En l’espèce, une patiente âgée de 37 ans, témoin de Jéhovah, est admise au centre hospitalier universitaire de Bordeaux afin de subir une ablation de la vésicule biliaire. Avant son hospitalisation, elle informe l’équipe médicale de son opposition catégorique à toute transfusion sanguine, tant oralement que par écrit, au moyen de directives versées à son dossier médical.
Or, au cours de l’intervention, une perforation accidentelle de l’artère iliaque provoque une hémorragie grave mettant en jeu le pronostic vital de la patiente. Face à cette situation d’urgence, les médecins pratiquent deux transfusions sanguines, l’une pendant l’opération et l’autre en service de réanimation.
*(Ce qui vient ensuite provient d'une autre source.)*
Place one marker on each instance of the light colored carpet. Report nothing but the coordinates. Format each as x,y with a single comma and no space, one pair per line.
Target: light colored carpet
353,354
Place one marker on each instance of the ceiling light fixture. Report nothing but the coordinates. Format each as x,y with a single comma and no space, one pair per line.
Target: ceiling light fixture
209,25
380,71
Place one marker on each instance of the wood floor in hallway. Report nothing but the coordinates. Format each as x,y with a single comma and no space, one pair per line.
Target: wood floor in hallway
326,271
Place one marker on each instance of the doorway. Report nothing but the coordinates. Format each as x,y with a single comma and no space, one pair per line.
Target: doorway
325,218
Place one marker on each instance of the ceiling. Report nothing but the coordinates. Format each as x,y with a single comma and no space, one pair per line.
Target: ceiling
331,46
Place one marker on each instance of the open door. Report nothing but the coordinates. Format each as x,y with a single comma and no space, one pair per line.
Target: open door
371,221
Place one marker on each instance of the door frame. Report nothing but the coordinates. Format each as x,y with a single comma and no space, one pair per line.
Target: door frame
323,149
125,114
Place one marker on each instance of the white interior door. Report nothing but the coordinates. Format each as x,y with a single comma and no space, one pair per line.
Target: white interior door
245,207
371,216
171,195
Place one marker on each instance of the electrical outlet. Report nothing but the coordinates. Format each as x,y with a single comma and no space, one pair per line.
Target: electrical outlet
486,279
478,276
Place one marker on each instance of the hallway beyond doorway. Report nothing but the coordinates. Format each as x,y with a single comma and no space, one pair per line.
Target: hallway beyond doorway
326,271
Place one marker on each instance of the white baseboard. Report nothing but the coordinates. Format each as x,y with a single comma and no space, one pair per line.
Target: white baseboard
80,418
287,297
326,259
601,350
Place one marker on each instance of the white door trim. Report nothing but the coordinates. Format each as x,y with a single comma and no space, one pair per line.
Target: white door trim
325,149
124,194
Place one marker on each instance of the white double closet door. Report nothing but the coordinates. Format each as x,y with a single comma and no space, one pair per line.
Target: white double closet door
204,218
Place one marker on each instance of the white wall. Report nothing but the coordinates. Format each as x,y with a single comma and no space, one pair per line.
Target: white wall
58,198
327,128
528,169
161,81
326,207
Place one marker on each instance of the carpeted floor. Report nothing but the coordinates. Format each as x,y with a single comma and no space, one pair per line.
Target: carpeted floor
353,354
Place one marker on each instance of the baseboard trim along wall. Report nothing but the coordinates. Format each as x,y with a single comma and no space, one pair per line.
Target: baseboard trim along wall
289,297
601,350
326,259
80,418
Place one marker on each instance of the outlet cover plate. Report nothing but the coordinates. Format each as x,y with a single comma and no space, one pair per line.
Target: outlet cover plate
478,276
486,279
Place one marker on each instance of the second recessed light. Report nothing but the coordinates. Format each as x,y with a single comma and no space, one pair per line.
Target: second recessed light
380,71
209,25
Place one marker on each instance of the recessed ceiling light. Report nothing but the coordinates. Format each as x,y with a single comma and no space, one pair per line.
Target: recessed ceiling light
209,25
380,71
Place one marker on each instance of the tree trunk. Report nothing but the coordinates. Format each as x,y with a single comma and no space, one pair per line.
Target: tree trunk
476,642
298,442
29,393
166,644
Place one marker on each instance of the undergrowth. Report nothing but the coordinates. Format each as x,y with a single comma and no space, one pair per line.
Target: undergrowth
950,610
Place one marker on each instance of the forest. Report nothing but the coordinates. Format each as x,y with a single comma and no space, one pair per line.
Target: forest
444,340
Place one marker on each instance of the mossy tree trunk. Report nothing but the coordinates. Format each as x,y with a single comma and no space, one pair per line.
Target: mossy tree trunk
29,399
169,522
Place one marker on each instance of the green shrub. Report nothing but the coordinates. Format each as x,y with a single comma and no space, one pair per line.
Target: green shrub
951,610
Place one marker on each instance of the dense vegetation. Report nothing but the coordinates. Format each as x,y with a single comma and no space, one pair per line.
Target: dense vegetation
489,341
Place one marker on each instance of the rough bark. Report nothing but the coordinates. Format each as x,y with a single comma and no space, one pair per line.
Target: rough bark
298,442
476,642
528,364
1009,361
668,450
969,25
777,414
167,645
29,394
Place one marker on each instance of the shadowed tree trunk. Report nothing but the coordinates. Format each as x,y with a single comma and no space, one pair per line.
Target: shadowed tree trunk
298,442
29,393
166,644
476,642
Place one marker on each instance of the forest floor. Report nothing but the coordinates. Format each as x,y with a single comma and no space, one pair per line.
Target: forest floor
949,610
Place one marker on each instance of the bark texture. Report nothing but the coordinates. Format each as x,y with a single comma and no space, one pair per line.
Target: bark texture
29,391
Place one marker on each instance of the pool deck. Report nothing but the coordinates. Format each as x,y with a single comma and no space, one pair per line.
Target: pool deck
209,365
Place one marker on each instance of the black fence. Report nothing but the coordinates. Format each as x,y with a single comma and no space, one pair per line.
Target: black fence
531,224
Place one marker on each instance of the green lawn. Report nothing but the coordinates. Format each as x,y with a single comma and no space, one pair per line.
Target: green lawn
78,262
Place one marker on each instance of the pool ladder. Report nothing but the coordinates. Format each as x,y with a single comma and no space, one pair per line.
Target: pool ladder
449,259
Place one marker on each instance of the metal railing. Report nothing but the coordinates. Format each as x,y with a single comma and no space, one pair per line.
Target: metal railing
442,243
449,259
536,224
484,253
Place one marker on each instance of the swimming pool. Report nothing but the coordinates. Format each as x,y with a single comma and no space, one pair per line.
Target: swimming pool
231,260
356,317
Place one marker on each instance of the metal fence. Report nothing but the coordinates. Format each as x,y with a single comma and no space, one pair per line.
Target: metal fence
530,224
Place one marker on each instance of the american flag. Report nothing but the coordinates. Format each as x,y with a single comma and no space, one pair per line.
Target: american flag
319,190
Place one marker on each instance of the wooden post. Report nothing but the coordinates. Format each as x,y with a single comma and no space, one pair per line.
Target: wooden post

Après son réveil, la patiente est informée de ces transfusions et réitère son refus catégorique de toute transfusion. Toutefois, son état de santé se dégrade par la suite en raison d’une anémie sévère. Les médecins décident alors de procéder à une troisième transfusion, après l’avoir placée sous sédation afin de l’empêcher de s’y opposer.
Estimant que ces actes ont été réalisés en méconnaissance de sa volonté, la patiente engage la responsabilité du centre hospitalier.
Le Conseil d’État opère une distinction entre les différentes transfusions pratiquées.
Les deux premières transfusions, réalisées dans une « situation imprévue d’urgence vitale » et indispensables à la survie de la patiente, ne constituent pas une faute du service public hospitalier.
Néanmoins, la solution est différente pour la troisième transfusion. En effet, la patiente avait repris conscience, avait été informée des risques encourus et avait réitéré son refus de manière explicite.
Le Conseil d’État estime ainsi que la cour administrative d’appel n’a pas commis d’erreur de droit en jugeant fautive la transfusion réalisée sur une patiente, ayant catégoriquement refusé toute transfusion, et ce même si celle-ci visait à sauver la vie de ladite patiente. En revanche, si cette transfusion peut justifier l’indemnisation d’un préjudice moral, elle ne peut donner lieu à un préjudice indemnisable au titre des troubles dans les conditions d’existence.
Cette décision illustre l’équilibre délicat entre deux principes fondamentaux du droit de la santé : l’obligation pour les médecins de porter assistance à une personne en danger et le respect de la volonté du patient. Si l’urgence vitale peut justifier que les médecins s’affranchissent temporairement de la volonté du patient, celle-ci doit en principe être respectée lorsque le patient est conscient, informé et persiste dans son refus.